Fox Module 3 Univariate displays
Histograms
Non-parametric density estimation
Quantile comparison plots
Box-plots
The introduction to Chapter 3, “Examining Data,” describes Anscombe’s quartet. This is a fascinating group of four data sets that differ one from the other but have similar regression characteristics.
Read Section 3.1.1, “Histograms,” on pages 28-30. Know how to interpret a stem and leaf display. Fox shows an example on page 29.
Read Section 3.1.2, “Non-parametric density estimation,” on pages 30-34. The formulas for the optimal bin width are not tested on the final exam. Know equation 3.3, and Fox’s comment that “the factor 1.349 is the interquartile range of the standard normal distribution, making (interquartile range)/1.349 a robust estimator of ó in the normal setting.”

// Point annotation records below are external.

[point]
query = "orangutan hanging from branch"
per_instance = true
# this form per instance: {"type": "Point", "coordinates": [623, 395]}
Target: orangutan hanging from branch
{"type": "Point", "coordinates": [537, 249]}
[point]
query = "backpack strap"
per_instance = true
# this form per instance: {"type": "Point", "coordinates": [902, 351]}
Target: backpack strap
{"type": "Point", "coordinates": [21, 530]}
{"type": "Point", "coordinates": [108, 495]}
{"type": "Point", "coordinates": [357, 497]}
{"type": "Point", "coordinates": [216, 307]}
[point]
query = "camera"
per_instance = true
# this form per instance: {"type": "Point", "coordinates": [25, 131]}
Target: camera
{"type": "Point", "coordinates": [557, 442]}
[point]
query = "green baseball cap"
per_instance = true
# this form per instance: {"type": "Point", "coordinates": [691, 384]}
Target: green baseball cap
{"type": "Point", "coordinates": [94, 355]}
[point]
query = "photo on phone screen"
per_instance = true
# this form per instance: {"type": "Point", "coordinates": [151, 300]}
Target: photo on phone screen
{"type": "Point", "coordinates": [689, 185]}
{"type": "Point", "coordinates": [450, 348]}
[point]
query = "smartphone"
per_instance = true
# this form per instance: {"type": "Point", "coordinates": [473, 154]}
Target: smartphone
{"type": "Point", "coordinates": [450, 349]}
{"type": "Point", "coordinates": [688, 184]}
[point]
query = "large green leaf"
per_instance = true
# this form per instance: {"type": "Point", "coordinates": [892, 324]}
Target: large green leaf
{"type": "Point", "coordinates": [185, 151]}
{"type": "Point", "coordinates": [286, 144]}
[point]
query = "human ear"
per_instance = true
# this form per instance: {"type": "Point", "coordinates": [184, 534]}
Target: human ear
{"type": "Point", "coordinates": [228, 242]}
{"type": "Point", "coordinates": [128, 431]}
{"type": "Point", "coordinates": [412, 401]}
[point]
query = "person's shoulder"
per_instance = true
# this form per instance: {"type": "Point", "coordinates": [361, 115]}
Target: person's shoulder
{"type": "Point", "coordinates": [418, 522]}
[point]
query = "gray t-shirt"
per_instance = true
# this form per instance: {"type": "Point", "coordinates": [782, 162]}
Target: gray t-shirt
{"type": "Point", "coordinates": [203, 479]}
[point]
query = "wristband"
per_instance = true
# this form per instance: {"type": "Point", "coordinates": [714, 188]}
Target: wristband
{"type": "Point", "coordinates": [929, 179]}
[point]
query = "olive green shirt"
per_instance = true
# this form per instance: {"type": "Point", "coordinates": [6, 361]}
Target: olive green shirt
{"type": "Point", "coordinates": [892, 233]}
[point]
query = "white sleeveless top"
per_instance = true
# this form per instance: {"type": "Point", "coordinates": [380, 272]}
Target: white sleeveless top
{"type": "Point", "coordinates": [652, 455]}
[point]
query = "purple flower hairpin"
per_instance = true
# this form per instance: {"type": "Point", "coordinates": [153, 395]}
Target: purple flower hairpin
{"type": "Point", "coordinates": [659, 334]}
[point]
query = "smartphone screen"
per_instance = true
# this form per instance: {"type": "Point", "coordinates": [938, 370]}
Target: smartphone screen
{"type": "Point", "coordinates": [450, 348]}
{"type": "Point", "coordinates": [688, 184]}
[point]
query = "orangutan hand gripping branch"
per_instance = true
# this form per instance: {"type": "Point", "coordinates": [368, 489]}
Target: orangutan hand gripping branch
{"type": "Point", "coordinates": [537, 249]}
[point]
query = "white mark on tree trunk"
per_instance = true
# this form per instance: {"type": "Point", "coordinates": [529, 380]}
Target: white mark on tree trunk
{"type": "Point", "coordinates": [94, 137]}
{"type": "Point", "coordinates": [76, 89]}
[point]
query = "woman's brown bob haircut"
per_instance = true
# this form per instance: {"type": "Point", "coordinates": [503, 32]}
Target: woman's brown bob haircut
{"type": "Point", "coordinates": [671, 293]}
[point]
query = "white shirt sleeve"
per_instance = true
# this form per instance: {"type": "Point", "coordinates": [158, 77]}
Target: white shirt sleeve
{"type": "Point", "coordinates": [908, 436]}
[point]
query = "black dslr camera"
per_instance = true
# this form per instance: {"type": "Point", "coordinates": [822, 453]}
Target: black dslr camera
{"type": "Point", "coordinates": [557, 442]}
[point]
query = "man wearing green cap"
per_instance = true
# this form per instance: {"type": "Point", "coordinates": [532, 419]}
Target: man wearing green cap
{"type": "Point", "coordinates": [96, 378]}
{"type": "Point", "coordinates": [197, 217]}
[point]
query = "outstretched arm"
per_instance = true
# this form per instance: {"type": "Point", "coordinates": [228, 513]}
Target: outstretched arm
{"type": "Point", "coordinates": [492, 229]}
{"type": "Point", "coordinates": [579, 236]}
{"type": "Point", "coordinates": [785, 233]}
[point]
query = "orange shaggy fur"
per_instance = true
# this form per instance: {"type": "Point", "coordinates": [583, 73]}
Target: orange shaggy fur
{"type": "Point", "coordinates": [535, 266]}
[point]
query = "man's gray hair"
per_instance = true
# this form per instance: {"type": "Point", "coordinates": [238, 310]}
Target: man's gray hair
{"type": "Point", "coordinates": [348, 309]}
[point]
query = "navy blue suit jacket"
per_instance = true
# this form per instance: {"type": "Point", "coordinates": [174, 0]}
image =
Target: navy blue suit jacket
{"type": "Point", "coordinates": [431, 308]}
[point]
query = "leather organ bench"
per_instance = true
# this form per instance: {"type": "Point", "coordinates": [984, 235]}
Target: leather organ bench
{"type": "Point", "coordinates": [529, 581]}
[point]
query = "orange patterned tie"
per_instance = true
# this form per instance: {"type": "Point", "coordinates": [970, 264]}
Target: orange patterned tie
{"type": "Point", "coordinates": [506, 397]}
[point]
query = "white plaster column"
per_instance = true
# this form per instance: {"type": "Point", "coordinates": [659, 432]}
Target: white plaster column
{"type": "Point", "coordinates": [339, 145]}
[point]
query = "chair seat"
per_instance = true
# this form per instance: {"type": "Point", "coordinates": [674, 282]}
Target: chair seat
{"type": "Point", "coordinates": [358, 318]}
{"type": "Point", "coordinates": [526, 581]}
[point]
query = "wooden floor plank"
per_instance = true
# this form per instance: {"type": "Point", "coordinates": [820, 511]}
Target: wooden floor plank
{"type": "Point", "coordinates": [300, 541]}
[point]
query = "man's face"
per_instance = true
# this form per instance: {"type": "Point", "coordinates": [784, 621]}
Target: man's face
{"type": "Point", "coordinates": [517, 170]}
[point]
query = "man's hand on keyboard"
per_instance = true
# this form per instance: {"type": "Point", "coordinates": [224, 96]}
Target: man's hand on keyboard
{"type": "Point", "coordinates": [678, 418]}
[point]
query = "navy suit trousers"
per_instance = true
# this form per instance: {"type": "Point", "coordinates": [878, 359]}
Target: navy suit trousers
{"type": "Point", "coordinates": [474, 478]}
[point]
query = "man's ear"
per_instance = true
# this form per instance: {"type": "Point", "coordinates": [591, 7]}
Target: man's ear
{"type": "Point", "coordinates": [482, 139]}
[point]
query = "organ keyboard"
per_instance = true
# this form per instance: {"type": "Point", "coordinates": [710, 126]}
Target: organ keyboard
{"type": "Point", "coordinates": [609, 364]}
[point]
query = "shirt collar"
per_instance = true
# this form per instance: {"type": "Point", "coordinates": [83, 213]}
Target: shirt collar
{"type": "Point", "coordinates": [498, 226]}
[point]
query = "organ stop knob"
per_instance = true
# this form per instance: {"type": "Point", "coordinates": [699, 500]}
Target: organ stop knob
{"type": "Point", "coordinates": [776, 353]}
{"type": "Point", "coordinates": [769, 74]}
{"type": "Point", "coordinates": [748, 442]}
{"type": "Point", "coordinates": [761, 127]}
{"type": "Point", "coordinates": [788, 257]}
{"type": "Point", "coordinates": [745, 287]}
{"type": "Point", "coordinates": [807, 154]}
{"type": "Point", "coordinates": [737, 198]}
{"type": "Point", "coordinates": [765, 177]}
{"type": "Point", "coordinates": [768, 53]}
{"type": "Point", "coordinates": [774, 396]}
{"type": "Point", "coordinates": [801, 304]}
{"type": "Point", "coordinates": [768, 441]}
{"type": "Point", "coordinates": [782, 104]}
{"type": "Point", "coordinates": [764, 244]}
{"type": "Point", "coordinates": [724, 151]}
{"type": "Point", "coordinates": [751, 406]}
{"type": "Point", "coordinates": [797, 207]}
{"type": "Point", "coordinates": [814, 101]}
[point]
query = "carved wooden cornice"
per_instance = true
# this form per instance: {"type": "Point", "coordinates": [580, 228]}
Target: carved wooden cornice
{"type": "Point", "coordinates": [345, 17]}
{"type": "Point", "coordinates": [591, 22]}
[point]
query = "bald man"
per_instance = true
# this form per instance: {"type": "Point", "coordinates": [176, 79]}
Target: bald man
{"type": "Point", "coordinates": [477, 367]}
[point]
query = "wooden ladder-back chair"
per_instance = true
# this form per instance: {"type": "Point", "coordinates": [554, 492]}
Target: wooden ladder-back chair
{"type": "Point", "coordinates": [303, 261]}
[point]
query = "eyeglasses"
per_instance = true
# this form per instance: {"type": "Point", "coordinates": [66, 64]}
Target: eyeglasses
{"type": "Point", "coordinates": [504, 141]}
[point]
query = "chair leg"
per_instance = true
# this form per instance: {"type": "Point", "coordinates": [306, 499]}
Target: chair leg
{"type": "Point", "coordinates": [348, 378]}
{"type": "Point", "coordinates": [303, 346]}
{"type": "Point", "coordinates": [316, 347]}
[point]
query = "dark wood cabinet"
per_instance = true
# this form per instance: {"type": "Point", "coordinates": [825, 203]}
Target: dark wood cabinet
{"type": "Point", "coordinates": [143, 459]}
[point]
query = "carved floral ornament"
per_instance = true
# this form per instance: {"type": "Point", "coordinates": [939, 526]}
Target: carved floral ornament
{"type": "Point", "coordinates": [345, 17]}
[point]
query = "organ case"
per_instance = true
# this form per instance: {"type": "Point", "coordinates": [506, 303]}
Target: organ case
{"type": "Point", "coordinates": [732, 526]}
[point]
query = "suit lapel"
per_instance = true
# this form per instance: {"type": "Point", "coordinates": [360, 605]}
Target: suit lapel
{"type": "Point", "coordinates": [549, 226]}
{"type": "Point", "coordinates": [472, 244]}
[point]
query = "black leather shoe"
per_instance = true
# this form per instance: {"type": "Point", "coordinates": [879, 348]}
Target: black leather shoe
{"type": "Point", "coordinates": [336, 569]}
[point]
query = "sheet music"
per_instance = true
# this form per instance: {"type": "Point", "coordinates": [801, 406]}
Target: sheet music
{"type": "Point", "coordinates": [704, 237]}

This robust estimator is useful for much actuarial work. If you have a sample of data points with suspected data errors and outliers, the usual estimators for ó may not work well. Use instead this robust estimator, which is less affected by data errors and outliers.
Read Section 3.1.3, “Quantile comparison plots,” on pages 34-37. Focus on Figures 3.8 and 3.9. The final exam may give a quantile comparison plot and ask if the distribution is heavy or light-tailed (compared to a normal distribution) and if it is positively or negatively skewed.
Read Section 3.1.4, “Box-plots,” on pages 37-40. Know what the hinges represent in a box plot. The box on page 40 summarizes univariate displays.
The final exam asks you to choose transformations based on the quartile hinges.
The homework assignment for a later module shows the type of exam problem.
Understand the hinges and box-plots in this module to help with these problems.
Quantile comparison plots show if a sample is normally distributed or another distribution. The textbook explains the theory; both Excel and R draw quantile comparison plots.